PRINT December 2000


Ian Birnie


1. You Can Count on Me (Kenneth Lonergan) The most accomplished of this year’s American indie debuts.

2. Chunhyang (Im Kwon-taek) From Korea, a completely original, magisterial work that combines sung narration with ravishing images.

3. Chicken Run (Peter Lord and Nick Park) The Ealing comedy is alive and well and living in claymation.

4. In the Mood for Love (Wong Kar-wai) A concerto for two ill-starred couples and pure pleasure for the senses. Elegant, restrained, stylized, brilliantly sure of itself from its first frame to its astonishing epiphany at Angkor Wat.

5. Long Night’s Journey Into Day (Deborah Hoffmann and Frances Reid) The documentary of the year explores the pain and trauma of South Africa’s villains and victims by examining four cases before the Truth and Reconciliation Commission.

6. The Circle (Jafar Panahi) A compelling and compassionate look at women’s lives in Iran. Perhaps the year’s most courageous political film.

7. Djomeh (Hassan Yektapanah) A perfect balance of the verbal and the visual: Think blue rectangle against brown field.
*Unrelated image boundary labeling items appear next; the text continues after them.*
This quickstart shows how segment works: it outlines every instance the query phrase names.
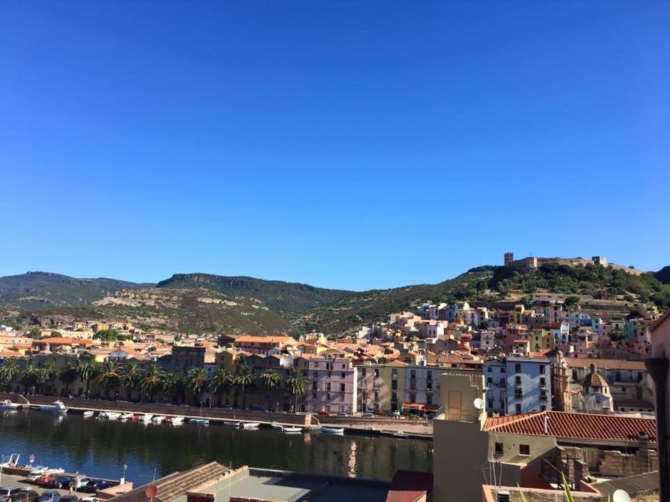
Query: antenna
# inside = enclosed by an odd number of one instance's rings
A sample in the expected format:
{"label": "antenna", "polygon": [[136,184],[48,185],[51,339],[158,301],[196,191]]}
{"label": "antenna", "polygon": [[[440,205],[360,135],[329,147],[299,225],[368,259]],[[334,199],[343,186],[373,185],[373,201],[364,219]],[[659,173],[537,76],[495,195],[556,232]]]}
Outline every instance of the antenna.
{"label": "antenna", "polygon": [[630,495],[623,489],[618,489],[612,494],[613,502],[631,502]]}

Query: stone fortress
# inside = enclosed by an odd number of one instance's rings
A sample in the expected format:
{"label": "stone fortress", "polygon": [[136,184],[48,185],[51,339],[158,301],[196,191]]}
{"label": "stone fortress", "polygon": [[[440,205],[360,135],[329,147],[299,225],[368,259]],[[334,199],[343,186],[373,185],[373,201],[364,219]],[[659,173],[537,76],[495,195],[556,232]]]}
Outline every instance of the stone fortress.
{"label": "stone fortress", "polygon": [[588,264],[600,265],[601,266],[622,270],[624,272],[633,274],[634,275],[639,275],[643,273],[642,271],[633,267],[623,266],[623,265],[617,265],[616,264],[608,264],[607,259],[602,256],[595,256],[590,259],[586,259],[581,257],[577,257],[576,258],[539,258],[537,257],[527,257],[515,260],[513,252],[508,252],[505,253],[505,266],[511,267],[523,273],[532,272],[538,267],[547,263],[555,263],[560,265],[567,265],[568,266]]}

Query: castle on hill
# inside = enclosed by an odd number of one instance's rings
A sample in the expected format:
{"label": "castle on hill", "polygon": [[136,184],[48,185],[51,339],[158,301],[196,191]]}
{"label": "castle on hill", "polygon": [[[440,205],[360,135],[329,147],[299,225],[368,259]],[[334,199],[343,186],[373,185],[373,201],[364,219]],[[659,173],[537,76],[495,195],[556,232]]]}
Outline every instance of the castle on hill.
{"label": "castle on hill", "polygon": [[608,264],[607,259],[603,256],[593,257],[590,259],[577,257],[576,258],[539,258],[538,257],[527,257],[521,259],[514,259],[513,252],[505,253],[504,264],[506,267],[511,267],[519,272],[528,273],[542,266],[544,264],[554,263],[560,265],[567,265],[568,266],[577,266],[578,265],[599,265],[600,266],[609,267],[610,268],[616,268],[623,270],[634,275],[639,275],[642,271],[634,267],[626,267],[616,264]]}

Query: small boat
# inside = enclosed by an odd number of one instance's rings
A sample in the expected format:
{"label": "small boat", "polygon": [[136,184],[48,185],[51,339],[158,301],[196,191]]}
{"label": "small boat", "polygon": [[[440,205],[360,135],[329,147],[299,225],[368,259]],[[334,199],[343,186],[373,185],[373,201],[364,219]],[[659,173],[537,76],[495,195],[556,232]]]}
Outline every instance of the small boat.
{"label": "small boat", "polygon": [[344,427],[321,427],[323,434],[344,434]]}
{"label": "small boat", "polygon": [[5,400],[0,403],[0,409],[18,409],[21,405],[18,403],[13,403],[9,400]]}
{"label": "small boat", "polygon": [[63,404],[62,401],[54,401],[52,404],[40,404],[37,407],[38,411],[47,411],[47,413],[64,413],[68,412],[68,407]]}

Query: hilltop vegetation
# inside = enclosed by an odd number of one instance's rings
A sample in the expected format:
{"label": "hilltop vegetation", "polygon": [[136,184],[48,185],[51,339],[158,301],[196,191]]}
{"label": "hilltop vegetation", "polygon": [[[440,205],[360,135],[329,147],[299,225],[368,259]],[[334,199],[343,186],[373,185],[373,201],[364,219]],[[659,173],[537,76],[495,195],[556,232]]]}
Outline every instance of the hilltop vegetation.
{"label": "hilltop vegetation", "polygon": [[204,273],[174,274],[170,279],[158,282],[156,287],[207,288],[230,296],[258,298],[269,308],[283,313],[306,312],[330,305],[352,293],[339,289],[318,288],[297,282]]}
{"label": "hilltop vegetation", "polygon": [[0,304],[6,308],[27,310],[70,307],[100,300],[119,289],[152,285],[104,277],[75,279],[49,272],[28,272],[0,277]]}

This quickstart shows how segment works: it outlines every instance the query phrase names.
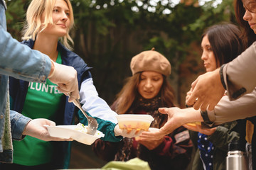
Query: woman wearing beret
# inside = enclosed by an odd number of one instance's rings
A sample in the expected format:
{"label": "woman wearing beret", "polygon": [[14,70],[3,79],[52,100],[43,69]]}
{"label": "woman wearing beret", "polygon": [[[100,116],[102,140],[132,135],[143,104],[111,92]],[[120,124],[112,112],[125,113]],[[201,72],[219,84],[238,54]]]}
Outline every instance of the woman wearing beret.
{"label": "woman wearing beret", "polygon": [[[158,111],[160,107],[173,107],[174,93],[167,77],[171,74],[168,60],[154,50],[144,51],[131,62],[132,76],[117,94],[111,106],[118,114],[148,114],[154,120],[151,128],[160,128],[167,115]],[[188,130],[180,127],[154,141],[124,138],[118,142],[97,140],[92,149],[105,161],[128,161],[138,157],[154,169],[186,169],[193,149]]]}

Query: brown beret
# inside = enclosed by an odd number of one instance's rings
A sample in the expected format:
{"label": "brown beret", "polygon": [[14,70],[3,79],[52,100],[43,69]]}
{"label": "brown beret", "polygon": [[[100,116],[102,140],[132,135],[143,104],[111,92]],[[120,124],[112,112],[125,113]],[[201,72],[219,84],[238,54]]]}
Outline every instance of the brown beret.
{"label": "brown beret", "polygon": [[144,71],[154,71],[165,76],[171,74],[171,64],[159,52],[152,50],[144,51],[132,57],[131,61],[132,75]]}

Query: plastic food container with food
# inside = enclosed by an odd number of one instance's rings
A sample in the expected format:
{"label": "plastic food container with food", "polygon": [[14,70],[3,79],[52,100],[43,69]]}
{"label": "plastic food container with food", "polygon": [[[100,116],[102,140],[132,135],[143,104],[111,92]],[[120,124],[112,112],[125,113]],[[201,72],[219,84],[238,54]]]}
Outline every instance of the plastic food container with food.
{"label": "plastic food container with food", "polygon": [[147,130],[154,118],[150,115],[144,114],[122,114],[117,115],[120,129],[132,130]]}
A jewel in the crown of new Iranian cinema.

8. Dancer in the Dark (Lars von Trier) A mass of indulgent contradictions, it is nonetheless the most exciting and challenging film of the year.

9. Before Night Falls ( Julian Schnabel) Adapted from the memoirs of Cuban poet Reinaldo Arenas, Schnabel’s second biopic passionately affirms the artist as heroic individualist.

10. Yi Yi (A One and a Two) (Edward Yang) A superior soap opera with important things to say about human frailty and everyday life.